A Facebook friend of Jayson Fleury’s posted a video (which I also posted on my own Facebook page) of a short Canadian media interview with Jayson and his older sister, Lisa Bigjohn regarding their lack of closure in the loss of their younger sister whose killer(s) could have been apprehended before she became one of his last victims — if only the police had acted on the several prior tips from different people that they received over the years.

But the police bungling was part and parcel of the broader social dynamics of racism, classism, and normalized misogyny that make it OK for women to be murdered — especially poor women forced out of economic necessity into the sex trade due to a legacy of ongoing discrimination and lack of viable alternatives.

The prevalent societal attitude is that the victims of social predators like Gary Leon Ridgeway (the Green River killer) and Robert Pickton “asked for it” due to their “risky lifestyle choice.” It is this ideology that dismisses the savage realities of poverty, discrimination, and injustice in a competitive capitalist society in which poor women are dehumanized and devalued — especially poor aboriginal women. Poor women are viewed as nothing more than disposable toys to be abused and discarded at the whim of their “purchasers” who have benefited unjustly from a knapsack of unearned privileges.

Jayson Fleury’s sister and all the other women who met horrific deaths at the hands of social predators were not targeted for their “risky lifestyles.” If that were the case, then why aren’t storm chasers (like moi) targeted? Chasing down an F-5 tornado, trying to catch a twister by its tail, is a very risky lifestyle choice, is it not? What about Formula One race car drivers? Why aren’t they targeted because of their risky behavior? How about skydivers who knowingly agree to incur internal organ and tissue damage caused by the force of several g’s from trying to set new records for time in free-fall at terminal velocity (about 200 mph or 90 m/s)?

There is a huge difference between choosing any of these activities versus “choosing” survival sex for lack of options in a society that never provided enough living wage jobs or adequate social income support where poor women are denied chances for a decent life, including opportunities for skilled trades training and hiring in good-paying male-dominated jobs.

No little girl aspires to become a prostitute when she grows up.

No little girl looks forward to ending up as another sad statistic without a face.

No woman should ever have to choose between abuse, dysfunction, and poverty and the violent exploitative sex trade in order to survive and/or support their children.

No woman deserves to be dehumanized and commodified in life and slated for death without dignity.

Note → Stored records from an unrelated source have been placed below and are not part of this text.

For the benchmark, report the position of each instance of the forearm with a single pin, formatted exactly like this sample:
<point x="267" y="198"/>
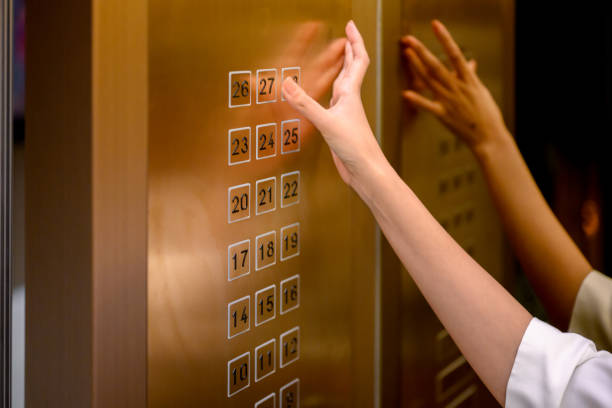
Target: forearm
<point x="482" y="317"/>
<point x="552" y="261"/>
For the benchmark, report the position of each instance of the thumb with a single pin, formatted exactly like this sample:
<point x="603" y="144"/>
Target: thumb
<point x="304" y="104"/>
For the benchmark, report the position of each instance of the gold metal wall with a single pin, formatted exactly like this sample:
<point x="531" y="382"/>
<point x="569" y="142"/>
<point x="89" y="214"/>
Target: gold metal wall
<point x="194" y="46"/>
<point x="444" y="174"/>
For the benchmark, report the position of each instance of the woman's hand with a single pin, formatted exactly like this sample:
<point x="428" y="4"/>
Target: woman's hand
<point x="344" y="125"/>
<point x="460" y="100"/>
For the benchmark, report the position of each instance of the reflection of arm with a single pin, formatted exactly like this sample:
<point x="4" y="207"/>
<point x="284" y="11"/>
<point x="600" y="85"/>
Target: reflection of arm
<point x="592" y="314"/>
<point x="485" y="321"/>
<point x="552" y="261"/>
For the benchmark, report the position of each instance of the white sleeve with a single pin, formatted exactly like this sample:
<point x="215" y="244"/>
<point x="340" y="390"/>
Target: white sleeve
<point x="592" y="314"/>
<point x="555" y="369"/>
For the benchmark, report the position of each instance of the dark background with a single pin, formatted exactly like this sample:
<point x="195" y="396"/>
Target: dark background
<point x="563" y="111"/>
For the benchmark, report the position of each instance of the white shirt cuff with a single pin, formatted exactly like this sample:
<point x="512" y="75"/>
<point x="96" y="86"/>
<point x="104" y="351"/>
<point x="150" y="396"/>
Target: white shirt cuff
<point x="544" y="364"/>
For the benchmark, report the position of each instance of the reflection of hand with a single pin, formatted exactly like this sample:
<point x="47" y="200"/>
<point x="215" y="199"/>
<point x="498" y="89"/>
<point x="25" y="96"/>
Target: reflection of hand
<point x="344" y="125"/>
<point x="460" y="100"/>
<point x="319" y="67"/>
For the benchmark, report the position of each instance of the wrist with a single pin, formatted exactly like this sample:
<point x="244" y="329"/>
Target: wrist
<point x="371" y="178"/>
<point x="494" y="145"/>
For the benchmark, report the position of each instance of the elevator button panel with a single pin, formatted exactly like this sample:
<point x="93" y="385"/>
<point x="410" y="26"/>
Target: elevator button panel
<point x="266" y="195"/>
<point x="238" y="316"/>
<point x="290" y="136"/>
<point x="291" y="72"/>
<point x="238" y="259"/>
<point x="289" y="347"/>
<point x="290" y="241"/>
<point x="289" y="294"/>
<point x="267" y="85"/>
<point x="290" y="189"/>
<point x="265" y="141"/>
<point x="238" y="202"/>
<point x="239" y="146"/>
<point x="265" y="255"/>
<point x="238" y="374"/>
<point x="265" y="250"/>
<point x="265" y="360"/>
<point x="265" y="304"/>
<point x="290" y="395"/>
<point x="268" y="401"/>
<point x="239" y="88"/>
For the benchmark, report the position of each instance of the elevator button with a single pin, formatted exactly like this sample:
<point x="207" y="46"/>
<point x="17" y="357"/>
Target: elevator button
<point x="265" y="360"/>
<point x="238" y="374"/>
<point x="290" y="395"/>
<point x="266" y="195"/>
<point x="266" y="85"/>
<point x="289" y="294"/>
<point x="290" y="346"/>
<point x="290" y="189"/>
<point x="238" y="316"/>
<point x="266" y="250"/>
<point x="267" y="402"/>
<point x="291" y="72"/>
<point x="265" y="305"/>
<point x="290" y="136"/>
<point x="239" y="88"/>
<point x="238" y="205"/>
<point x="265" y="142"/>
<point x="239" y="146"/>
<point x="238" y="259"/>
<point x="290" y="241"/>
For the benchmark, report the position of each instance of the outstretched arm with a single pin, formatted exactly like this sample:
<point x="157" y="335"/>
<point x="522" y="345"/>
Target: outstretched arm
<point x="482" y="317"/>
<point x="552" y="261"/>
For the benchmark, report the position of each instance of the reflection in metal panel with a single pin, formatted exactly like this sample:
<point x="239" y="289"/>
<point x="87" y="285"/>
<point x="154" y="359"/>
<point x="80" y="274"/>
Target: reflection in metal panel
<point x="251" y="232"/>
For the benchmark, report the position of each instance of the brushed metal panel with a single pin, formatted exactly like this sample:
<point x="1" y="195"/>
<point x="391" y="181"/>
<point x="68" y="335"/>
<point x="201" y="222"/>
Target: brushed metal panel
<point x="444" y="174"/>
<point x="193" y="46"/>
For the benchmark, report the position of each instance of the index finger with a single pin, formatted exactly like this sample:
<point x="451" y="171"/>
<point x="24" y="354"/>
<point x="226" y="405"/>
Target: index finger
<point x="452" y="49"/>
<point x="361" y="60"/>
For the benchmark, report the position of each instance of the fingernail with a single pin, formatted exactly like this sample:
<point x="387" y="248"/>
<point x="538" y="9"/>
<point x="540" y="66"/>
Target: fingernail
<point x="289" y="86"/>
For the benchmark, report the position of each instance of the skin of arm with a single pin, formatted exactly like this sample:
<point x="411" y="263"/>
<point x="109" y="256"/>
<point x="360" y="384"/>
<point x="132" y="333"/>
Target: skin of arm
<point x="485" y="321"/>
<point x="552" y="261"/>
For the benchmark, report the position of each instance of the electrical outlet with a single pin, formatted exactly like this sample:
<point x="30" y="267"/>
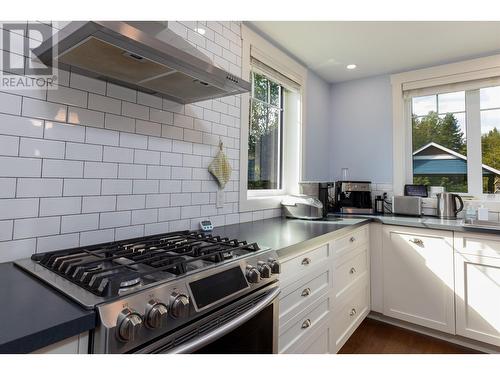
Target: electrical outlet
<point x="219" y="202"/>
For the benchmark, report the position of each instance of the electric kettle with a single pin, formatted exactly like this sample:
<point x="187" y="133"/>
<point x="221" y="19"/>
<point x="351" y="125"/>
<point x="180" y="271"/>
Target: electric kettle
<point x="447" y="205"/>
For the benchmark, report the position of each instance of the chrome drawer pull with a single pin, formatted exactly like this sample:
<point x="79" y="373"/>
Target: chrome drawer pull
<point x="307" y="323"/>
<point x="306" y="292"/>
<point x="418" y="242"/>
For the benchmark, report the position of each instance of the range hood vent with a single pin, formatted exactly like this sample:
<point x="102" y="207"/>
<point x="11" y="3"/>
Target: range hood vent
<point x="146" y="56"/>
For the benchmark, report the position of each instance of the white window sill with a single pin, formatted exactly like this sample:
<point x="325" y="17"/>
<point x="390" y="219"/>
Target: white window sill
<point x="256" y="203"/>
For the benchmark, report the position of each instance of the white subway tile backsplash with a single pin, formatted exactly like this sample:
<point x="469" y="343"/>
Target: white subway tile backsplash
<point x="9" y="145"/>
<point x="10" y="103"/>
<point x="110" y="187"/>
<point x="44" y="110"/>
<point x="120" y="92"/>
<point x="6" y="227"/>
<point x="87" y="84"/>
<point x="114" y="219"/>
<point x="130" y="202"/>
<point x="133" y="141"/>
<point x="98" y="204"/>
<point x="69" y="96"/>
<point x="100" y="170"/>
<point x="129" y="232"/>
<point x="82" y="151"/>
<point x="101" y="137"/>
<point x="135" y="110"/>
<point x="79" y="187"/>
<point x="105" y="104"/>
<point x="36" y="227"/>
<point x="60" y="206"/>
<point x="41" y="148"/>
<point x="39" y="187"/>
<point x="64" y="132"/>
<point x="52" y="243"/>
<point x="148" y="128"/>
<point x="62" y="168"/>
<point x="79" y="223"/>
<point x="120" y="123"/>
<point x="131" y="171"/>
<point x="13" y="125"/>
<point x="97" y="236"/>
<point x="144" y="216"/>
<point x="86" y="117"/>
<point x="11" y="166"/>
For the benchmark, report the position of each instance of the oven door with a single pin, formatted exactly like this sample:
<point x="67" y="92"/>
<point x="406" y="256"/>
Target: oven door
<point x="248" y="326"/>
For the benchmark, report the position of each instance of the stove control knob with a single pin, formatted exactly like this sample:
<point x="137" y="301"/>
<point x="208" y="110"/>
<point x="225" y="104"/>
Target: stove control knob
<point x="253" y="274"/>
<point x="156" y="314"/>
<point x="264" y="269"/>
<point x="274" y="264"/>
<point x="179" y="305"/>
<point x="129" y="323"/>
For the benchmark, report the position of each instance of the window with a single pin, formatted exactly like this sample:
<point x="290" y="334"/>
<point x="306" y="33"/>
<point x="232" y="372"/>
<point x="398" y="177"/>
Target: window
<point x="265" y="141"/>
<point x="490" y="139"/>
<point x="439" y="142"/>
<point x="443" y="154"/>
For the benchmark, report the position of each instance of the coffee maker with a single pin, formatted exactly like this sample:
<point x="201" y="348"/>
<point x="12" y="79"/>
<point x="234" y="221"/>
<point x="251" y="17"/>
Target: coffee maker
<point x="353" y="197"/>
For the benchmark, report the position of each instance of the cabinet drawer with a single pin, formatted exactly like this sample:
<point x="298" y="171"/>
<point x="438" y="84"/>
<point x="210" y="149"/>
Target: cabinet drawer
<point x="477" y="244"/>
<point x="297" y="266"/>
<point x="348" y="316"/>
<point x="300" y="294"/>
<point x="303" y="324"/>
<point x="349" y="270"/>
<point x="350" y="241"/>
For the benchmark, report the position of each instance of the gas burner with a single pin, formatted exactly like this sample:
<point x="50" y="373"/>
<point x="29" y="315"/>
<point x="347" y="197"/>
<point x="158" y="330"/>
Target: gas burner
<point x="117" y="268"/>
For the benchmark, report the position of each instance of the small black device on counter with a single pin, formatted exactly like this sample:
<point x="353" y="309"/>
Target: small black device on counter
<point x="416" y="191"/>
<point x="379" y="205"/>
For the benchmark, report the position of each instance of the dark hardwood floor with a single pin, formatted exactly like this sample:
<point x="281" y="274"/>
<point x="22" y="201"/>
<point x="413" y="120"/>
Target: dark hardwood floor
<point x="374" y="337"/>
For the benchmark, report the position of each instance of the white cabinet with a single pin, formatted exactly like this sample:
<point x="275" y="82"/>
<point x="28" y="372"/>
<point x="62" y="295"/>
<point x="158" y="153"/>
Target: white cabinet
<point x="477" y="287"/>
<point x="418" y="284"/>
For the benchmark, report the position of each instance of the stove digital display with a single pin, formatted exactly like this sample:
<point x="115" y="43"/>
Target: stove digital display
<point x="214" y="288"/>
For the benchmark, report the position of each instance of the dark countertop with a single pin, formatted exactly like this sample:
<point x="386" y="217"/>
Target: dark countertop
<point x="283" y="234"/>
<point x="34" y="315"/>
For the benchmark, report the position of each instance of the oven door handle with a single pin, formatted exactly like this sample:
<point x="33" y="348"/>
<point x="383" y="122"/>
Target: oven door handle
<point x="211" y="336"/>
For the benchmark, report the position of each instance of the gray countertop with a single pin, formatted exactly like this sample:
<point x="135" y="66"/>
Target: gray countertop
<point x="33" y="315"/>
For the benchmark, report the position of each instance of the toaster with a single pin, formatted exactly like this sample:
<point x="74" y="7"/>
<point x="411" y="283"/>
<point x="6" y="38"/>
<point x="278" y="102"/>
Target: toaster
<point x="405" y="205"/>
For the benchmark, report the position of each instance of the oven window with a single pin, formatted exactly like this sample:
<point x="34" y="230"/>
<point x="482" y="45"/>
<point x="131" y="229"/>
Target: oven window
<point x="253" y="337"/>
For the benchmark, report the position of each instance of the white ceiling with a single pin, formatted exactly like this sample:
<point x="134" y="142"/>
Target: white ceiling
<point x="380" y="47"/>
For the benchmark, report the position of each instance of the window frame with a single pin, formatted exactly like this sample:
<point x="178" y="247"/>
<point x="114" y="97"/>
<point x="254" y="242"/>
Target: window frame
<point x="456" y="75"/>
<point x="255" y="46"/>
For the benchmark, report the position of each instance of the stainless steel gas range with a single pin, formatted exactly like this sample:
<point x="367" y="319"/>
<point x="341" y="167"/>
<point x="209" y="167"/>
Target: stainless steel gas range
<point x="181" y="292"/>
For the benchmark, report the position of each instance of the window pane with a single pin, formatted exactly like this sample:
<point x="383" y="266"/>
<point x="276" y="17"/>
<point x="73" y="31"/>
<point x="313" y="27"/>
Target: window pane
<point x="439" y="151"/>
<point x="490" y="97"/>
<point x="260" y="87"/>
<point x="422" y="105"/>
<point x="490" y="149"/>
<point x="451" y="102"/>
<point x="264" y="157"/>
<point x="275" y="94"/>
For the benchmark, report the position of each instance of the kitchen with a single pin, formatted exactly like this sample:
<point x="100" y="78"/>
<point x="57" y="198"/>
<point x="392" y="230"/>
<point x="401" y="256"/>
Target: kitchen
<point x="238" y="187"/>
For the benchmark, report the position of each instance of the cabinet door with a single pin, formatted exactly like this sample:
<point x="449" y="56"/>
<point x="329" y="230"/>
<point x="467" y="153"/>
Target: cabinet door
<point x="477" y="286"/>
<point x="418" y="277"/>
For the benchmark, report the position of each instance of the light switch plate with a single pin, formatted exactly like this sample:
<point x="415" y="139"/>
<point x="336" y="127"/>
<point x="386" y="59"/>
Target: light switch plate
<point x="219" y="202"/>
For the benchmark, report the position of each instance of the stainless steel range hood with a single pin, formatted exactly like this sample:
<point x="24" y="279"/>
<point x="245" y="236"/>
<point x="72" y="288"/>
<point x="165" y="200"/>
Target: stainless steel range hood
<point x="142" y="55"/>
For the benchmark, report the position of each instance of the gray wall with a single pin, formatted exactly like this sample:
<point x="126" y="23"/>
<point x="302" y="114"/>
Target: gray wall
<point x="316" y="134"/>
<point x="361" y="129"/>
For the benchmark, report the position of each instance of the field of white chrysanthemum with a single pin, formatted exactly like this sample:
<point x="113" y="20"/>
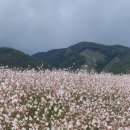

Being a feminist is not only about fighting for women’s access to reproductive choice with a full range of reliable contraception and an abortion if necessary; it’s about also fighting for the social and economic valuing of women who are mothers and promoting respect for all women’s human rights. It’s also about securing the right to safe and non-traumatizing, pain-free childbearing that is woman-centered. And it is about fighting for a society in which no woman is left behind.